Will the New Bedford Gun Exchange Program Work?

Michael Silvia
by Michael Silvia

For the second time this year the New Bedford Police Department (with several partners) exchanged cash for guns.  It has been hailed a successful program by the media throughout the state of Massachusetts.  In total, 277 guns have been collected through the program in 2010.  At first glance, the goal of the gun exchange appears simple (to get guns off the street), yet I feel the success of this program will difficult to measure.  Is the idea that less guns equals less gun crime an over-simplified formula?  I think so.

The obvious questions that come to mind are:

  • Is this an effect way to reduce gun-related crimes in the city of New Bedford?
  • Won’t criminals that plan on committing gun-related crimes get guns anyway?
  • Are the amount of guns on the streets of New Bedford being reduced? Or are criminals simply selling off old guns to purchase new ones?
  • How is the success of the program being measured?
  • Where is the money coming from to purchase these guns? If it is tax-payer money, is this the best way to reduce crime in New Bedford?
  • Is this program removing guns from law abiding citizens or criminals?
  • Are these guns being verified as coming from New Bedford, or are people bringing guns from other cities in Massachusetts?

New Bedford Gun Exchange ProgramFor me, these are the obvious questions that the city and the organizers of this exchange program should be asking themselves before declaring the program a success.  I don’t think anyone should say, “277 guns have been removed from the streets so this program is successful.”  If gun-related crime statistics in New Bedford remain the same (or even go up) I would suggest that the program may be a waste of time, energy and much needed city funds.  I would even take it a step further and say the program may cause more harm than good by taking guns away from cash-strapped, law-abiding citizens.  In some cases it may mean taking the sole source of protection from a family living in a bad neighborhood.  What happens if a home evasion occurs and someone who sold their gun to the city of New Bedford becomes a victim of crime because they had no way to defend their home and family?

Personally, I have a feeling that people will turn in old guns that were never going to be used in a crime.  A person likely to commit a gun-related crime will get a gun when they need it and never sell their gun to the city.

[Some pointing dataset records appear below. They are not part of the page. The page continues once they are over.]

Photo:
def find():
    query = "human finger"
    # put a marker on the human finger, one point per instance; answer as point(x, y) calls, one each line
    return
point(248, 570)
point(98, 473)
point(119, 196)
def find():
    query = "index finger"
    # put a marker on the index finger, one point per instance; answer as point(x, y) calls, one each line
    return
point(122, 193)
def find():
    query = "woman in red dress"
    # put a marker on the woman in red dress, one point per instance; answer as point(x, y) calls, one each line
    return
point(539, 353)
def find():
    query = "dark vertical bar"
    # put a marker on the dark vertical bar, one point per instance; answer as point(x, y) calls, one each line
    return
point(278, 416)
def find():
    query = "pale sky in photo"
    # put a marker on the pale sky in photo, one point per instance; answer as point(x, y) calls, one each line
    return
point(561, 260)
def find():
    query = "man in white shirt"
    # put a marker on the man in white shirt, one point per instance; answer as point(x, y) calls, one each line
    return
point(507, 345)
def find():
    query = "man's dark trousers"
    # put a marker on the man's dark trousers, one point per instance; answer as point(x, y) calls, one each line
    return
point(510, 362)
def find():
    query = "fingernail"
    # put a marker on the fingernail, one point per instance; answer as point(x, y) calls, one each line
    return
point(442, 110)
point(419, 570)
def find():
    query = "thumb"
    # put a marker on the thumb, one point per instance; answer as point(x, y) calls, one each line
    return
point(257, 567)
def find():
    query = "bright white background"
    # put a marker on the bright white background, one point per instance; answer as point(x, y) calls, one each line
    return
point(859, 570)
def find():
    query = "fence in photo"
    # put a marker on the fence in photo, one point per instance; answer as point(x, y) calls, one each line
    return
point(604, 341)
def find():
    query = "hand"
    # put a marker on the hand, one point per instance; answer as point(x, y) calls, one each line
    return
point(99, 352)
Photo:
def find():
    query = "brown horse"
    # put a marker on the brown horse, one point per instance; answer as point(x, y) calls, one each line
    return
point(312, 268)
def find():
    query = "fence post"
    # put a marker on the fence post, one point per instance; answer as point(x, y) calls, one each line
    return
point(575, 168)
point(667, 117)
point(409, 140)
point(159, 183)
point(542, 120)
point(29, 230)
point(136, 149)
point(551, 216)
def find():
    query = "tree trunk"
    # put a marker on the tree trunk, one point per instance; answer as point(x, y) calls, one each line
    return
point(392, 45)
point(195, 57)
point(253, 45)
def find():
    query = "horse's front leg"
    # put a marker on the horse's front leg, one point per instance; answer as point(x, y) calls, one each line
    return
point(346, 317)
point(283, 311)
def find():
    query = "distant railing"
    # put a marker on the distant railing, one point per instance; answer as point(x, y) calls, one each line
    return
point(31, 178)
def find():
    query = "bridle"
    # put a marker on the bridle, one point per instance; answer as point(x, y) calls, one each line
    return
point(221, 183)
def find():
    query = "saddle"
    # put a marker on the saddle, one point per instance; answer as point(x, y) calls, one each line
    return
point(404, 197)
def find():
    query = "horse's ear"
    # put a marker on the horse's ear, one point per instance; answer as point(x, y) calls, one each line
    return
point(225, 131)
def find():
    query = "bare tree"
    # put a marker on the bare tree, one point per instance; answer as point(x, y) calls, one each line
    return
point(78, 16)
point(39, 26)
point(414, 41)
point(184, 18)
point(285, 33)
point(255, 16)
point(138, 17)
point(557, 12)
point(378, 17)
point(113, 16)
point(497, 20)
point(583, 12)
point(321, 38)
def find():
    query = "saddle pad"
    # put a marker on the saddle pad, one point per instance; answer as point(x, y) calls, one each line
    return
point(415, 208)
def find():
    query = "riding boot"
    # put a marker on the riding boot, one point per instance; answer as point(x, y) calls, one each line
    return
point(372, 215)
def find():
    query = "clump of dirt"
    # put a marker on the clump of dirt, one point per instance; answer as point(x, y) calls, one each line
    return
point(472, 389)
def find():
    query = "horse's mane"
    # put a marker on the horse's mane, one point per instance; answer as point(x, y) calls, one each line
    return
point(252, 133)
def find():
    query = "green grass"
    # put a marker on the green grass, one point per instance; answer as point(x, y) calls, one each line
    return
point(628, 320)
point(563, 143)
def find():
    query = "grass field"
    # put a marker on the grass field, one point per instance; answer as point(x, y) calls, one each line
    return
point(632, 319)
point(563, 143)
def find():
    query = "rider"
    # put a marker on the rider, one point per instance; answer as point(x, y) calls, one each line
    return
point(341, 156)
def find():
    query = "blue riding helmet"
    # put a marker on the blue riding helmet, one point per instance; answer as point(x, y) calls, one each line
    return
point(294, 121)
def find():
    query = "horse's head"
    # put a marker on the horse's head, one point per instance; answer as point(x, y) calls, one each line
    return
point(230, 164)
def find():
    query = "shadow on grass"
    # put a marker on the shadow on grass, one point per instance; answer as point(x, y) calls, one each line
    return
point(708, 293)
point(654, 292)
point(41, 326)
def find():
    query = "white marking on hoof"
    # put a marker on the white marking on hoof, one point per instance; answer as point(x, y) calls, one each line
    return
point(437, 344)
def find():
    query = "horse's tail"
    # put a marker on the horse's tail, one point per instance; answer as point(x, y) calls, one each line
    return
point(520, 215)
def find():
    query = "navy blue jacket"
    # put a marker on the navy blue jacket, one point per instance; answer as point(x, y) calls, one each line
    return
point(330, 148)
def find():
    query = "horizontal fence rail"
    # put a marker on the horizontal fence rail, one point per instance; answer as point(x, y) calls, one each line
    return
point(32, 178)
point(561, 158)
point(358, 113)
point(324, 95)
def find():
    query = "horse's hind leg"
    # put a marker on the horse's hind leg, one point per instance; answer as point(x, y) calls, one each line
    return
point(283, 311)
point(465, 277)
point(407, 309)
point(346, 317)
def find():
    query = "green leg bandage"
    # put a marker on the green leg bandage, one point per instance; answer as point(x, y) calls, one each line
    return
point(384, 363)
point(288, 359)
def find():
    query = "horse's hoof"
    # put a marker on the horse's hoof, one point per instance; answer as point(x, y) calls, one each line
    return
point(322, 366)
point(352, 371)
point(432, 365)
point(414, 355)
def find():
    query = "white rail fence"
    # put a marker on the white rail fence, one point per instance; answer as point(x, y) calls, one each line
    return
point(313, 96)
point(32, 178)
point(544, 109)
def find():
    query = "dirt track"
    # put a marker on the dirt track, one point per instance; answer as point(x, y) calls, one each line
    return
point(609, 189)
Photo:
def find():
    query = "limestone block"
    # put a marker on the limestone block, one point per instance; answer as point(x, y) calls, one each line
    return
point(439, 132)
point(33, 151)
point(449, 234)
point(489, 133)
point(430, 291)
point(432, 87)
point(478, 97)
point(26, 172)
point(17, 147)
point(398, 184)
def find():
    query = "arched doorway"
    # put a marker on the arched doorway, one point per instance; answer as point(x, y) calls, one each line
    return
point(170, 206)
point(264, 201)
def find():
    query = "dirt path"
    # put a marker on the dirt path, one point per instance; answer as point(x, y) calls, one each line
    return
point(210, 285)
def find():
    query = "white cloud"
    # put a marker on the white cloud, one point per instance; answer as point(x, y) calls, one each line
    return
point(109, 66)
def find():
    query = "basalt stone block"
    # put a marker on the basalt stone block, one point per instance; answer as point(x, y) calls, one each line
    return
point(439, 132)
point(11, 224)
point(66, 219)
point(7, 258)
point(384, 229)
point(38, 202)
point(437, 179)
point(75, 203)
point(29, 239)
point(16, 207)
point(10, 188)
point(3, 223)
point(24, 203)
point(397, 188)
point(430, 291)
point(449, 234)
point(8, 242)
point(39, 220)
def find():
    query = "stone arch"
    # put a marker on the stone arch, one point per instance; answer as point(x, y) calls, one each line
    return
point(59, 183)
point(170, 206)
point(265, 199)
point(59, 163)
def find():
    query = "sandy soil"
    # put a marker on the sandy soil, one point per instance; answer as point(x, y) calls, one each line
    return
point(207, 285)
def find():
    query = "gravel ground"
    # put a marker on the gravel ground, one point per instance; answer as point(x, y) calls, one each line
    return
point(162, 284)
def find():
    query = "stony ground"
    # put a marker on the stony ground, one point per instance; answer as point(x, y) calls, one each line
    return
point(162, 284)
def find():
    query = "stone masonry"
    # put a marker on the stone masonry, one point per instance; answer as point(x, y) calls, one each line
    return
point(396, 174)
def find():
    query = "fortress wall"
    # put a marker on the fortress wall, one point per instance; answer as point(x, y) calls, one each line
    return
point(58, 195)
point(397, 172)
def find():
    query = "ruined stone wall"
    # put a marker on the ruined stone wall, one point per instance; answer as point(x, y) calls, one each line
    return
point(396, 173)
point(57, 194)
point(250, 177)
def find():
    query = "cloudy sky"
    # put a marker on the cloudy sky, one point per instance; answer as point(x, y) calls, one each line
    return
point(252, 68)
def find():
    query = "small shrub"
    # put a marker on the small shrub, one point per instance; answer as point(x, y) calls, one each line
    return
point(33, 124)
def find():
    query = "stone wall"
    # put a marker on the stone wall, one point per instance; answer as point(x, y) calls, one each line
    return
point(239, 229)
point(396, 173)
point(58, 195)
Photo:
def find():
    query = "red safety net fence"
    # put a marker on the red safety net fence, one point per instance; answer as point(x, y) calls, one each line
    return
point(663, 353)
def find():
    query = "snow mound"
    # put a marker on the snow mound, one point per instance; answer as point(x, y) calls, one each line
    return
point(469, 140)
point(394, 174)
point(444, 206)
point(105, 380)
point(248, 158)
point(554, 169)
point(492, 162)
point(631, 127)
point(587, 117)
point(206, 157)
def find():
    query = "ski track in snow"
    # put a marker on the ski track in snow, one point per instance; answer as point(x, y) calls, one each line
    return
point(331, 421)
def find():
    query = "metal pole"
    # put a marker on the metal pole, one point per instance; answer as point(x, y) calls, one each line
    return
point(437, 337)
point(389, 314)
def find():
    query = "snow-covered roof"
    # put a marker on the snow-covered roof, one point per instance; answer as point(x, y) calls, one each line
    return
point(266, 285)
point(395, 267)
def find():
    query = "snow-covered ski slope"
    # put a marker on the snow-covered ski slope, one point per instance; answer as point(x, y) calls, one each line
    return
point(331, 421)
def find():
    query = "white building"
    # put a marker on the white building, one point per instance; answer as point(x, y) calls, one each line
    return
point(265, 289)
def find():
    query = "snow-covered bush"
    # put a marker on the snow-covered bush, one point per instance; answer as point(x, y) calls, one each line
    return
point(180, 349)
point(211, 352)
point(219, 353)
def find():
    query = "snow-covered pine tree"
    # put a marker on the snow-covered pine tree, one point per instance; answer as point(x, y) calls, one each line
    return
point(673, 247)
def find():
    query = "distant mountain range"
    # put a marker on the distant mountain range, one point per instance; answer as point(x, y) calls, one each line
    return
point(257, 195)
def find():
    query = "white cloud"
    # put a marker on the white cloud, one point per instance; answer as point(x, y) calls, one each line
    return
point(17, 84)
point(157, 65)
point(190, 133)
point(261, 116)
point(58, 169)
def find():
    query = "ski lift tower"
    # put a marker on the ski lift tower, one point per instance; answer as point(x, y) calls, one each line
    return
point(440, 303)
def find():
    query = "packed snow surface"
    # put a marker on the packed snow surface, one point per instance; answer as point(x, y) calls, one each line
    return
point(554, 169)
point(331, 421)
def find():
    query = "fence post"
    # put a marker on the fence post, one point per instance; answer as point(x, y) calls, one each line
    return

Regardless of the gun-related crime statistics in the future, the New Bedford gun exchange program can be a successful program if it is privately funded and the organizers find a way to ensure guns are being purchased from criminals and not disarming our law-abiding citizens who are simply in need of cash.  A gun exchange program that purchases guns blindly will fail to be successful in reducing gun-related crime.  Simply purchasing any and all guns is not enough to reduce gun violence.